On his very last hand, he went all in with an ace and a jack. Another player called him with an ace and a king. Eisenberg received a jack on the flop, but a queen on the river gave his opponent a straight to eliminate Eisenberg.

“The support I got online and the ones filming the clips featuring me were fantastic. At one point, I got picked for a feature table,” Eisenberg said. “The only reason it happened was because we had two well-known pros at the table. The table was live streamed, and people back home got to watch. That’s really exciting.

“I heard my hometown bar, The Depot in Amboy, had it on the big screen and everyone was going crazy. My phone and my Facebook blew up for five days. it’s been wonderful. The support I got from everyone back home was really overwhelming. It was awesome.”

There were quite a few take aways and high points of his World Series of Poker trip.

Obviously, he won $60,000, met some poker professionals he watched on TV over the years, and was celebrated in two towns he calls home, Amboy and Mendota.

He also took away why playing the game he loves in those towns was important to the success he had in Vegas.

“The one thing I learned about the whole process is poker really is nothing more than luck. a lot of these pros, so called pros, are no different than the guys I play with in the poker league downstairs in the Moose Lodge in Mendota,” Eisenberg said. “They’ve won it once or twice and have enough money to keep coming back and trying it. They got some name recognition along the way by being toward the top of the leaderboard a few times. But the game itself is all luck.

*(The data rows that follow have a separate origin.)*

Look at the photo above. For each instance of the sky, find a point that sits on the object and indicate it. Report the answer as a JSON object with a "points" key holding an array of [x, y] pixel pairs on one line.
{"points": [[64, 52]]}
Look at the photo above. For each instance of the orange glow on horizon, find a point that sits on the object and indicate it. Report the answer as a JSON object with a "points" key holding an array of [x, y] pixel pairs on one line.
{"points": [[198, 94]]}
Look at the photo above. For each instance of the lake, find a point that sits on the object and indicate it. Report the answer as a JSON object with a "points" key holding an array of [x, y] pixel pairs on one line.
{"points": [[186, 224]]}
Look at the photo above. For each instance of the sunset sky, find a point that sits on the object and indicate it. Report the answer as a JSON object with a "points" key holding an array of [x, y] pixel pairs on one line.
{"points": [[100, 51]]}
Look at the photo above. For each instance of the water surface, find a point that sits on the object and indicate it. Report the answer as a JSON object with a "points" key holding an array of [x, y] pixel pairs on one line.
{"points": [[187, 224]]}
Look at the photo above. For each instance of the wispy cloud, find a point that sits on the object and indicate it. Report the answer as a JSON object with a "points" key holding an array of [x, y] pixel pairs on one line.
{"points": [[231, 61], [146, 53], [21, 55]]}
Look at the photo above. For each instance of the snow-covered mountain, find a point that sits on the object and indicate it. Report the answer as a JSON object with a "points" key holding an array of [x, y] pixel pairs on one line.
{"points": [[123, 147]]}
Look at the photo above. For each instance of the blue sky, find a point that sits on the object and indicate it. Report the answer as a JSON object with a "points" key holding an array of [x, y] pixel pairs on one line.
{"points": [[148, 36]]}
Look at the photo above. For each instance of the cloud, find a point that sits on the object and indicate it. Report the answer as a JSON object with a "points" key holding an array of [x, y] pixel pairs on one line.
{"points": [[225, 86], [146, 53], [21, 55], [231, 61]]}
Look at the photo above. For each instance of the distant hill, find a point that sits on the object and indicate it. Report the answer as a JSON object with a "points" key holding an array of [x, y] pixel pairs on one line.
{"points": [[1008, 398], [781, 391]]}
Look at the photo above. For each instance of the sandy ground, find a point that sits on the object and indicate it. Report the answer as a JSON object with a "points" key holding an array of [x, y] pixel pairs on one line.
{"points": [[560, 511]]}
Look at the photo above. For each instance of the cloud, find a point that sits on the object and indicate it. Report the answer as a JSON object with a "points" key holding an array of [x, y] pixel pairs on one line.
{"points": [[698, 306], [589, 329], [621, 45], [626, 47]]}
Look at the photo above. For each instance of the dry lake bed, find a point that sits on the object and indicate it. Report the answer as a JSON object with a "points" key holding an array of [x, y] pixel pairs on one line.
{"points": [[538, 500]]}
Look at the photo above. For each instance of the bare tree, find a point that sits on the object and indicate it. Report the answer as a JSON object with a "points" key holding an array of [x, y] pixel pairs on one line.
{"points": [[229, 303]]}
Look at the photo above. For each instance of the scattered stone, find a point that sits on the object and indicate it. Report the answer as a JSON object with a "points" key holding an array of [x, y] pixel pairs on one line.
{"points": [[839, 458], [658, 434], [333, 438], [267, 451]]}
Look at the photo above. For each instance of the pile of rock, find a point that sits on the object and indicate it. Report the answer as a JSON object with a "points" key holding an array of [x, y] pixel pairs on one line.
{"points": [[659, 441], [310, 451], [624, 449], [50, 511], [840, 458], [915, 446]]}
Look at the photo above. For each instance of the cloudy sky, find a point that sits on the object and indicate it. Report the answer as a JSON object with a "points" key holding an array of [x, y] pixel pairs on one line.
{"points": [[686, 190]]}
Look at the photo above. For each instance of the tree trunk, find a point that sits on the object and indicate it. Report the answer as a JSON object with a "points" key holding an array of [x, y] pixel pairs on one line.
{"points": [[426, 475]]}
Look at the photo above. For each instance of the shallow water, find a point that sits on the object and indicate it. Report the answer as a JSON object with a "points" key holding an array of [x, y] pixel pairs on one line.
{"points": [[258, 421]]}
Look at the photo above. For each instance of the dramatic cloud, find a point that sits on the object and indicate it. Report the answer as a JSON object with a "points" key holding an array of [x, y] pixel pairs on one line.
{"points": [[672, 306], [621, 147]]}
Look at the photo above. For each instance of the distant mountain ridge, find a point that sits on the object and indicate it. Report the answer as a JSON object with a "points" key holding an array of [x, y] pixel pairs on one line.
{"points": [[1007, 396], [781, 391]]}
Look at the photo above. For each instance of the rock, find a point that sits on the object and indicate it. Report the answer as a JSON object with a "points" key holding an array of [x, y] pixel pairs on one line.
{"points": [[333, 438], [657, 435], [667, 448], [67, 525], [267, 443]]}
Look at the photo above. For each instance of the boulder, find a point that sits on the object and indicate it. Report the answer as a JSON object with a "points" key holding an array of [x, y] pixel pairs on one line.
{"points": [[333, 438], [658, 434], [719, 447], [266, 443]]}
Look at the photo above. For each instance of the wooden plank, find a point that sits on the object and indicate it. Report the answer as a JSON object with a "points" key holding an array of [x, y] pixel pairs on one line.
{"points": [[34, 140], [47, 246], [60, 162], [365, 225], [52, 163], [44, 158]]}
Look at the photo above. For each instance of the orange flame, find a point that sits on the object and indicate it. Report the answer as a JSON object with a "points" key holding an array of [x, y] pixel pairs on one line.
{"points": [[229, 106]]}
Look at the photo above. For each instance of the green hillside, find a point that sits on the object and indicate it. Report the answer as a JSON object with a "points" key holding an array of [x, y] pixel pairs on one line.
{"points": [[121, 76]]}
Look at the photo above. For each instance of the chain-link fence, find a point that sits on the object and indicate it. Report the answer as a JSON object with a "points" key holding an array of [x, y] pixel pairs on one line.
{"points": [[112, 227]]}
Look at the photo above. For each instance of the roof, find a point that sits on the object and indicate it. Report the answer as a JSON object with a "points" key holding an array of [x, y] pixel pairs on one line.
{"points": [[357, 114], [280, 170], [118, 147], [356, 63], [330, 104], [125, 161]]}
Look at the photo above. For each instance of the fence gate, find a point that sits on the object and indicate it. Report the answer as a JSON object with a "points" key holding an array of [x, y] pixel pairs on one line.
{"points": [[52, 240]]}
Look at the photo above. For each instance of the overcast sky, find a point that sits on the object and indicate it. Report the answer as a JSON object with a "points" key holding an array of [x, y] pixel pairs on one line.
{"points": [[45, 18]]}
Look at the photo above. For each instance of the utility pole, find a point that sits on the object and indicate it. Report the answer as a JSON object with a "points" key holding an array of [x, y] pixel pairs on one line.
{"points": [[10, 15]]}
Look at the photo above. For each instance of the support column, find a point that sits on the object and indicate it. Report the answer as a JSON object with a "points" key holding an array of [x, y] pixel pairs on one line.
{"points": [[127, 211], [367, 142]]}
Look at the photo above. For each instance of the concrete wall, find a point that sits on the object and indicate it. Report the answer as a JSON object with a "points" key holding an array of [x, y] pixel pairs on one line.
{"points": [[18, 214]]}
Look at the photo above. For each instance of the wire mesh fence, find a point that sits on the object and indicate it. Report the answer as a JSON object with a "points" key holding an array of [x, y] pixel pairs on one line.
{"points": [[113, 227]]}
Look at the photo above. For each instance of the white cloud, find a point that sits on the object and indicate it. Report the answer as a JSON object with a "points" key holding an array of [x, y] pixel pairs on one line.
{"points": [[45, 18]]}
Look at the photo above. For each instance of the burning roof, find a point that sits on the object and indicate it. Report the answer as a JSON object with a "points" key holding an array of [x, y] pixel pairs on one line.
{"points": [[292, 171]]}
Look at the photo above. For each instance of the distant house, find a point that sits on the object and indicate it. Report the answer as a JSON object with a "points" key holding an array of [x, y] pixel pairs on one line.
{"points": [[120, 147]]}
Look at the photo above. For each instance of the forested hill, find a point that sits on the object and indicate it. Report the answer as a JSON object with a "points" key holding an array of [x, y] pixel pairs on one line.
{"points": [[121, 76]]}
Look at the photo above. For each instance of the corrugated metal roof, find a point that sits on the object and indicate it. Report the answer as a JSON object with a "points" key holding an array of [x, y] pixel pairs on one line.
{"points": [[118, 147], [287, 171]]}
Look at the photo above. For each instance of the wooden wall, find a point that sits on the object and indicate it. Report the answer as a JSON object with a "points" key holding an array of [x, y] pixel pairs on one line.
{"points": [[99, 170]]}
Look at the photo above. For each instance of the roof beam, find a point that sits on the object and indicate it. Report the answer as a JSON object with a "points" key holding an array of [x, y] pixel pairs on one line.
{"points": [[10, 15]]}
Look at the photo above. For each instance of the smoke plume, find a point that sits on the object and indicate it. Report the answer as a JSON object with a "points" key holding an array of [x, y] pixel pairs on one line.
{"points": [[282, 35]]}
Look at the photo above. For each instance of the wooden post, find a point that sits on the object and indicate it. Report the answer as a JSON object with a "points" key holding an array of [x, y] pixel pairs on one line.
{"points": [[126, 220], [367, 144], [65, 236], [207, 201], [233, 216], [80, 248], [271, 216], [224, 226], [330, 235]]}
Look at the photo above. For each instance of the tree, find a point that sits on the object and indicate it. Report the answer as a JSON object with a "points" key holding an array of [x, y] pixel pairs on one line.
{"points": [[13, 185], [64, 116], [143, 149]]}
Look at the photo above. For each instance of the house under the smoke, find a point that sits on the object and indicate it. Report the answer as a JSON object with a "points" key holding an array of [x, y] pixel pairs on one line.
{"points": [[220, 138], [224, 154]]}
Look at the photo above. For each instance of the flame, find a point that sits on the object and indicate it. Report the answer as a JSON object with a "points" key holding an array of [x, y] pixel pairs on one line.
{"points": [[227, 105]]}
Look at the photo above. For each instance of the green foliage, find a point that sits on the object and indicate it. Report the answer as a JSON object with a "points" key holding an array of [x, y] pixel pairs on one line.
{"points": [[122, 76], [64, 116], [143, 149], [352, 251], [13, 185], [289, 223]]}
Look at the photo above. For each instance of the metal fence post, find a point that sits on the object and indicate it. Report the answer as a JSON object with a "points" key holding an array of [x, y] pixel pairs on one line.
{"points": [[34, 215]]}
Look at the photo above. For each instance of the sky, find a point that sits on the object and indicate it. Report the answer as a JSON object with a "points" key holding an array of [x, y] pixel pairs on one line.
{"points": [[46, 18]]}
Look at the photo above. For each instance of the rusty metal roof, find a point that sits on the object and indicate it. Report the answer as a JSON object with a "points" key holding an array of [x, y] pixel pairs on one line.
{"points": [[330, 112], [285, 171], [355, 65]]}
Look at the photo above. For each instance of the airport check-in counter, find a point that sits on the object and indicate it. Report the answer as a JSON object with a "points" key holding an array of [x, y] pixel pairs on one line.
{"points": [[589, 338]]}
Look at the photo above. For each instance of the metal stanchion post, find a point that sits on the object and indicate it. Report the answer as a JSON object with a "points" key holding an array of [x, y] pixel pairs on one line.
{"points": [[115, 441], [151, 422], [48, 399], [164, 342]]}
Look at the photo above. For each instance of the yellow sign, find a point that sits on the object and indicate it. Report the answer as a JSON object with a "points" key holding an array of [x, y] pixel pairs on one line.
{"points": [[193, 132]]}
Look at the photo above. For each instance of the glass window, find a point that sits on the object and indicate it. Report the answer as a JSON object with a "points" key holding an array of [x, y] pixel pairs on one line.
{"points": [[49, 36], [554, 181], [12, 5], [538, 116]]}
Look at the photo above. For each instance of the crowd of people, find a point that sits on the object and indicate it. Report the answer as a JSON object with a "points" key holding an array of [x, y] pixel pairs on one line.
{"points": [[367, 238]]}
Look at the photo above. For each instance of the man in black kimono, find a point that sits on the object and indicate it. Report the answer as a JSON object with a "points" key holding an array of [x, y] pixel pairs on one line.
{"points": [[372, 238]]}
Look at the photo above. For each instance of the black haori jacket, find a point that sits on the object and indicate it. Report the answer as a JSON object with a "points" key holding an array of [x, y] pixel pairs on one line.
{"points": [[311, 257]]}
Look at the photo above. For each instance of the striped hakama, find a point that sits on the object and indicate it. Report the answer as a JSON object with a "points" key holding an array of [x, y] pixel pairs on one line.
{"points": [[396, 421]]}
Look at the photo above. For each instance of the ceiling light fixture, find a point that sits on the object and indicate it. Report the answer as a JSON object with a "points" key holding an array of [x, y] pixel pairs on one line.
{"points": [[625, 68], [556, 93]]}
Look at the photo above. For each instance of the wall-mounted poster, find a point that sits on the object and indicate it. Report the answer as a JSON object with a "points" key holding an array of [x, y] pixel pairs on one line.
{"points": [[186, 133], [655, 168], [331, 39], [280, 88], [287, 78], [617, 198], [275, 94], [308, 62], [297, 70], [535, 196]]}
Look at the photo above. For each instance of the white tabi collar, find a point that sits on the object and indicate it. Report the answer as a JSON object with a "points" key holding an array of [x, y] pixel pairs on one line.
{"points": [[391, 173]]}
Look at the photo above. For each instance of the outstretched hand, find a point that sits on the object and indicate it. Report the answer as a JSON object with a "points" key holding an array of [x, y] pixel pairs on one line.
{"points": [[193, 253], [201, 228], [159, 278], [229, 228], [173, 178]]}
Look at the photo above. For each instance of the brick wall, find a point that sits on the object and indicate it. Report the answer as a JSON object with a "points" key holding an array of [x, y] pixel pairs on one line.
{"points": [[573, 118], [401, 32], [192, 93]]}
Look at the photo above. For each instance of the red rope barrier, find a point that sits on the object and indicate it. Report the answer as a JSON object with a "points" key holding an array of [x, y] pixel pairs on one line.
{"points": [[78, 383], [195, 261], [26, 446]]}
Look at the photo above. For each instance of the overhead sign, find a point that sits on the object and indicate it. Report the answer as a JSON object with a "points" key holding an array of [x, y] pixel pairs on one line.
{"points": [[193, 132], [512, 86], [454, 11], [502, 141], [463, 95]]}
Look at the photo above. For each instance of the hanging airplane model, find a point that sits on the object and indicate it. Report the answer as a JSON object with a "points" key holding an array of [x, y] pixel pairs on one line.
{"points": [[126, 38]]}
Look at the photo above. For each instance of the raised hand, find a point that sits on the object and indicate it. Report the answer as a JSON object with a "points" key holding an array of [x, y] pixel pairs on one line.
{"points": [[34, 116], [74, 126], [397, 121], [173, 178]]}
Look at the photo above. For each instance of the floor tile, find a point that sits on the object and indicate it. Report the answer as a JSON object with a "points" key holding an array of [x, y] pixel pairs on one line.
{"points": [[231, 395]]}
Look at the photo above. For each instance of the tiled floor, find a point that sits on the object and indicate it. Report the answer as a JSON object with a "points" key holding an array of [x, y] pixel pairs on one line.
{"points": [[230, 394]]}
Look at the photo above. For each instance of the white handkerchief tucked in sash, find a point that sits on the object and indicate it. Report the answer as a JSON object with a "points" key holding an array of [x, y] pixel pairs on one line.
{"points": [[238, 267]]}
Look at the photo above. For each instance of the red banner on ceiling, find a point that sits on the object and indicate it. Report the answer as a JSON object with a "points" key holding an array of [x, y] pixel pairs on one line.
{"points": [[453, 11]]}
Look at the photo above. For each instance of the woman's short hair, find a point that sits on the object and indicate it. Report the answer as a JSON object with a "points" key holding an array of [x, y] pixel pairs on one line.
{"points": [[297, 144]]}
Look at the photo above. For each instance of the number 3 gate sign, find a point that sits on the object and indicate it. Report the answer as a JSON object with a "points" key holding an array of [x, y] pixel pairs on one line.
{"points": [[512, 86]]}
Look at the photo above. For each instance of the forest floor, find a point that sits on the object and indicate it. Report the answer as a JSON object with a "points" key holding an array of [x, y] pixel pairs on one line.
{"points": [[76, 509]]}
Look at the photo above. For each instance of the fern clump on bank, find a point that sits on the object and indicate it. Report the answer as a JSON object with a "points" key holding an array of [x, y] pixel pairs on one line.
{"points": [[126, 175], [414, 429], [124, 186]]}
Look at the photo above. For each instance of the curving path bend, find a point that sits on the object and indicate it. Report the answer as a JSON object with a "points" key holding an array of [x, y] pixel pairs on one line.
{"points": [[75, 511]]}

“My dad, Larry Eisenberg, taught me how to play poker at an early age. I was probably six or seven years old. I remember my childhood best friends and I going to Jack’s Gun Shop in Amboy and the old guys would let us play penny poker with them. The love for poker started there. I’ve always loved it.

“In rural America, there isn’t a lot to do. Growing up as kids, someone would have a party and all of a sudden all of the quarters are coming out and everybody is playing poker.”